Motivation and Context

Multiple access in 5G mobile networks is an emerging research topic, since it is key for the next generation network to keep pace with the exponential growth of mobile data and multimedia traffic. Non-orthogonal multiple access (NOMA) has recently received considerable attention as a promising candidate for 5G multiple access. The key idea of NOMA is to exploit the power domain for multiple access, which means multiple users can be served concurrently at the same time, frequency, and spreading code. Instead of using water-filling power allocation strategies, NOMA allocates more power to the users with poorer channel conditions, with the aim to facilitate a balanced tradeoff between system throughput and user fairness.

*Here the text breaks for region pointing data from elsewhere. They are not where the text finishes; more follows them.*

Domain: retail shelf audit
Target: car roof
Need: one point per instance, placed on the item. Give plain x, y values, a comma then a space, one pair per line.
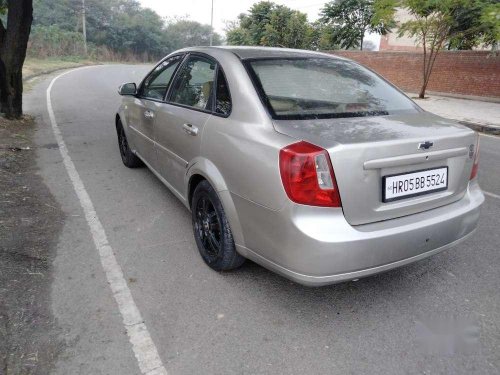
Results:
246, 52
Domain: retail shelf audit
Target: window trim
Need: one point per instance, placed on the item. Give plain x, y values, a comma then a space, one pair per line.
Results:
141, 85
267, 104
219, 68
214, 93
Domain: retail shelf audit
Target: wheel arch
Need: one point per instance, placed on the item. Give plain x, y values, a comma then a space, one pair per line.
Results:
203, 169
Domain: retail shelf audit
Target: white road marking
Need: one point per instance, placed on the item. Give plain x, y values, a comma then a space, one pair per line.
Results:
491, 194
143, 346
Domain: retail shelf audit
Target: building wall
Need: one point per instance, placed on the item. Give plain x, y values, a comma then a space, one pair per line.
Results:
475, 73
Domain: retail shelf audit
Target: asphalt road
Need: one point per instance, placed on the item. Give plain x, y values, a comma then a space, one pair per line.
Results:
250, 321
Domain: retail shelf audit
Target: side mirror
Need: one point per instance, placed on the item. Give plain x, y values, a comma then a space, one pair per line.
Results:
127, 89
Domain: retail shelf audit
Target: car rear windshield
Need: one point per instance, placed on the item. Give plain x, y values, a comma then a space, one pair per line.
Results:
305, 88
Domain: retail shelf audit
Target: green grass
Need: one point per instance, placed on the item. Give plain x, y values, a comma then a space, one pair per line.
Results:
34, 66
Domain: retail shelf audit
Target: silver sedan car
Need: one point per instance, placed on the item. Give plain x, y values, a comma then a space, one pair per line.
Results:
308, 164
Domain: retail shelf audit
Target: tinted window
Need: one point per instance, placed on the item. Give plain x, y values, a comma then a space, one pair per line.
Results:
156, 84
222, 97
323, 87
193, 86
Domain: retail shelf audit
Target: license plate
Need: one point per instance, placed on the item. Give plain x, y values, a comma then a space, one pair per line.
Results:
412, 184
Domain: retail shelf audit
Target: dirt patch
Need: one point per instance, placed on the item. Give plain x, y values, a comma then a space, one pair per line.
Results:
30, 222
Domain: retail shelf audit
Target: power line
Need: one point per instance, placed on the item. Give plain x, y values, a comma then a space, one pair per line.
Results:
84, 28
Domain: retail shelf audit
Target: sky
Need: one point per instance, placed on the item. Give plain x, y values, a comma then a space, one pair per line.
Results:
227, 10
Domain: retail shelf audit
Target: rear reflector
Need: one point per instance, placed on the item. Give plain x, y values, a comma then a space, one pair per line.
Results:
307, 175
475, 166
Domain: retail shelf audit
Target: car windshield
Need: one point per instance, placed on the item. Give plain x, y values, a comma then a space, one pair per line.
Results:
307, 88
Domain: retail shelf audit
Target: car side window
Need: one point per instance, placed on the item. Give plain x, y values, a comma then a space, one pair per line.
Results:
222, 97
194, 83
156, 84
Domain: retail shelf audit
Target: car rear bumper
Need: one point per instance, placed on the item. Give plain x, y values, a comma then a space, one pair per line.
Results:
317, 246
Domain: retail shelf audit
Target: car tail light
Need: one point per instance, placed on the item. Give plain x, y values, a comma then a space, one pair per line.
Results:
307, 175
475, 166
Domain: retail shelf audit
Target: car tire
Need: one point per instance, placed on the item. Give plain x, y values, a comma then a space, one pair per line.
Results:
211, 230
128, 157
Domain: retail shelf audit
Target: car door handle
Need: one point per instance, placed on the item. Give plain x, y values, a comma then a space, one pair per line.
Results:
190, 129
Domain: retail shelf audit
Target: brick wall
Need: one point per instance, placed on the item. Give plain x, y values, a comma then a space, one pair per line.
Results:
455, 72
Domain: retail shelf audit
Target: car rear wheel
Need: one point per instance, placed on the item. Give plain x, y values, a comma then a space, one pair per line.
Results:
211, 230
128, 157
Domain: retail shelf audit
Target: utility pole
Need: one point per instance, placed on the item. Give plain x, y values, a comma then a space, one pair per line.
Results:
84, 27
212, 23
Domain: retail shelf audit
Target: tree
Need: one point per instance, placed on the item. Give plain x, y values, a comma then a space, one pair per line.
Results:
14, 37
432, 25
269, 24
186, 33
351, 19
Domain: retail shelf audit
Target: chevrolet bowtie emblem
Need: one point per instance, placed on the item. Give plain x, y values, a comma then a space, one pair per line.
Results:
425, 145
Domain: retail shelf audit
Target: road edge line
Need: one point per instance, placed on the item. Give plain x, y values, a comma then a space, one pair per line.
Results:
143, 346
491, 194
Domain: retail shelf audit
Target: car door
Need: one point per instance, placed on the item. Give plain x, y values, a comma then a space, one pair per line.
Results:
180, 121
142, 112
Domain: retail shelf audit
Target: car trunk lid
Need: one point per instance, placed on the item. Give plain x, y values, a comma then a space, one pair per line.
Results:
365, 149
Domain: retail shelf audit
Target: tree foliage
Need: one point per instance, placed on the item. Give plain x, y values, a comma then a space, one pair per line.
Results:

Recent demonstrations by industry show that the use of NOMA can significantly improve the spectral efficiency of mobile networks. Because of its superior performance, NOMA has been also recently proposed for downlink scenarios in 3rd generation partnership project long-term evolution (3GPP-LTE) systems, where the considered technique was termed multiuser superposition transmission (MUST). In addition, NOMA has been included into the next generation digital TV standard, e.g,, ATSC (Advanced Television Systems Committee) 3.0, where it was termed Layered Division Multiplexing (LDM). In this tutorial, we will provide a progress review for NOMA, including an information theoretic perspective of NOMA, the design of multi-input multi-output (MIMO) and cooperative NOMA, the application of NOMA in millimeter-wave (mmWave) networks, the interaction between NOMA and other types of multiple access techniques, resource allocation for NOMA, and the impact of practical constraints, such as imperfect channel state information (CSI) and limited feedback, on the performance of NOMA.



Structure and Content

  • Review of the overall requirements to realize spectrally efficient 5G communications.
  • The tutorial will start by introducing the basic concepts of NOMA in a simple scenario with one base station and multiple users, where each node is equipped with a single antenna. The performance gains of NOMA will be illustrated from an information theoretic perspective.
  • The combination of MIMO technologies and NOMA will be described. Unlike conventional multiple access techniques, the design of MIMO-NOMA is challenging. For example, power allocation of NOMA requires a step to order users based on their channel conditions. This user ordering is straightforward for the single-input single-output (SISO) case since it is easy to compare scalar channel coefficients, but it is difficult in MIMO scenarios in the presence of channel matrices/vectors. A few designs of MIMO-NOMA with different trade-offs between system performance and complexity will be illustrated.
  • The design of cooperative NOMA will be discussed. In a NOMA system, successive interference cancellation is used, which means that some users know the other users’ information perfectly. Such a priori information should be exploited, e.g., some users can act as relays to help other users experiencing poorer channel conditions. A few examples of cooperative NOMA protocols will be introduced and their advantages/disadvantages will be illustrated.
  • The application of NOMA in mmWave networks will be investigated. Similar to NOMA, the motivation for using mmWave communications is motivated by the spectrum crunch, but the solution provided by mmWave communications is to use mmWave bands which are less occupied compared to those used by current cellular networks. We will show that the use of NOMA is still important to mmWave networks, in order to fully explore those bandwidth resources available in very high frequencies.
  • The interaction between NOMA and other types of multiple access techniques will be described. Particularly we will focus on how to design hybrid multiple access schemes by combining NOMA with orthogonal frequency division multiple access (OFDMA), where users are grouped in small-size clusters and different clusters are served by different OFDM subcarriers. Designing such a hybrid multiple access scheme can be formulated as a joint subcarrier and power allocation problem for which both optimal and suboptimal solutions will be presented.
  • The impact of CSI on the performance of NOMA will be investigated. Three types of CSI assumptions will be considered. The first is the case of imperfect CSI, which introduces an error floor to the probability of detection. The second is that the base station has statistical information about the CSI, and particularly we will focus on the case when the path loss is known perfectly at the transmitter. The third is the case with limited feedback, such as one or a finite number of feedback bits.